FRIEDRICH GOTTSCHALK: Wir sind eine Gruppe von Buchhändlern, die ihren Kunden neben dem allgemeinen Buchsortiment auch ein breites Angebot von Verlagsrestbeständen bieten. Bücher, bei denen der Verlag den Ladenpreis aufgehoben hat und die nun verbilligt angeboten werden können. Außerdem disponieren wir für den einen oder anderen vergriffenen Titel eigene Sonderauflagen bei den Verlagen.

Einkauf und Werbung für den Bereich „Billigbuch“ erfolgen innerhalb der BBBB-Gruppe gemeinsam. Dies ermöglicht den beteiligten Buchhandlungen kostengünstig zu kalkulieren. So können sich die Bücherfreunde über besonders günstige Buchangebote freuen.

Für unsere gemeinsamen Aktivitäten haben wir das Modell einer Arbeitsgemeinschaft gewählt. Ohne viel Bürokratie wird klaglos zusammengearbeitet - nunmehr bereits seit acht Jahren - wobei die Eigenständigkeit der einzelnen Partner gewahrt bleibt.

FURCHE: Welche Buchhandlungen nehmen an der ,£BBB“-Aktion teil?

GOTTSCHALK: Insgesamt sind es zwölf Unternehmen des Buchhandels, mit über 40 Filialen. In Wien sind es die Buchhandlungen Auf, Godai, Gottschalk, Hasbach und Müller. In Niederösterreich die Buchhandlung Breinin-ger in Baden, die Buchhandlung Gausterer in Krems und die Hippolyt-Buchhandlung in Sankt Pölten.
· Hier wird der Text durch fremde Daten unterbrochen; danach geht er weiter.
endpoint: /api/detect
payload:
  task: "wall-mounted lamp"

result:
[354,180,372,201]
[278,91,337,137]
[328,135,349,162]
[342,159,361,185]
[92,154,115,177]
In Oberösterreich der Landesverlag in Linz mit seinen Filialen, in Salzburg die Buchhandlung Motzko, in der Steiermark und in Kärnten die Verlagsanstalt Styria mit ihren Buchmärkten in Graz, Klagenfurt und Villach und in Tirol die Buchhandlung Tyrolia in Innsbruck mit ihren Filialen.

FURCHE: Welche Überlegungen waren ausschlaggebend, billige Bücher in dieser Form anzubieten?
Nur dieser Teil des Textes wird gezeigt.